Todos los amantes de nuestra historia -y son millones...- conocen bien que así calificaron los entusiastas del líder político -no militar- ochocentista junto con Mendizábal más aclamado por los progresistas decimonónicos, D. Práxedes Mateo Sagasta (1825-1903), a su largo mandato ministerial en el lustro que siguió a la muerte, en el otoño de 1885 del gran monarca Alfonso XII (1875-85). Una vez firmado el muy enaltecido Pacto del Pardo y con la absoluta lealtad constitucional y patriótica del partido conservador liderado por el mayor estadista del siglo XIX español, el malagueño Antonio Cánovas del Castillo (1828-97), el Viejo Pastor, dotado de una envidiable experiencia en el manejo de la siempre complicada máquina estatal y de un sin igual don de gentes, se consagró a culminar la inmensa, incomparable arquitectura administrativa emprendida desde los días del Cádiz doceañista y que sería rematada por el trabajo hercúleo de la elite gubernamental en el mencionado quinquenio de 1885-90. En un libro reciente e importante, La construcción del Estado en España. Una historia del siglo XIX, el catedrático de Historia de la Universidad Autónoma madrileña, Juan Pro, destacado discípulo de segunda generación del contemporaneísta hispano acaso más descollante desde la época de D. Jesús Pabón y Suárez de Urbina (1902-76), el donostiarra Miguel Artola Gallego, ha subrayado, con tino analítico y documentación ajustada, el hecho sorprendente y cierto de que fuese el ente jurídico-administrativo que sustituyera a la monarquía del Antiguo Régimen, es decir, el Estado, el factor clave y decisivo en la modernización de la sociedad española y su adaptación al modelo revolucionario patrocinado por los «doceañistas» y aplicado, en un nuevo trabajo de Hércules, por la clase dirigente del sistema constitucional surgida tras la muerte de Fernando VII y la primera guerra carlista.

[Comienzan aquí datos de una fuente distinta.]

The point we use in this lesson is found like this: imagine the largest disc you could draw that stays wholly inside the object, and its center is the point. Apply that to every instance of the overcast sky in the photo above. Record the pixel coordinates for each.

En la muy tensionada actualidad nacional, atravesada de rumores y «falsas noticias», de vaguedades doctrinales y no menos infirmes y artificiosas teorías acerca del Estado-nación y de la España plurinacional, la lectura del notable libro susomentado se decanta quizá como obligatoria y, desde luego, muy provechosa para insertar el sesgo presente de la colectividad hispana en parámetros un mínimo rigurosos y esclarecedores. Concluido el «quinquenio glorioso», el país disponía no solo de un relato veraz acerca de su pasado remoto y próximo, sino también de firmes instituciones y proyectos, de repertorios, leyes y compilaciones jurídicas que albergaban una sólida idea de progreso en las dimensiones más trascendentes del ser español. Si este, al fin y a la postre, logró sobrevivir a la apocalíptica crisis del 98, debiose, en última instancia, a la obra estatal concluida con la etapa gobernante por excelencia del prócer riojano. Incluso en terreno tan roturado por burócratas y funcionarios competentes, pintados coetáneamente por Galdós con pluma, a las veces, alacre, no dejaron de sembrarse las utopías de más halagüeño porte. Una de ellas, y no la menor, fue la debida al general D. Manuel Cassola Fernández (1838-90), manchego y ministro de la Guerra, quien, según más de un lector tal vez recuerde, patrocinó, durante su responsabilidad al frente de dicha cartera (marzo, 1887-junio, 1888), la implantación del servicio militar obligatorio, con supresión de privilegios de clase en su reclutamiento.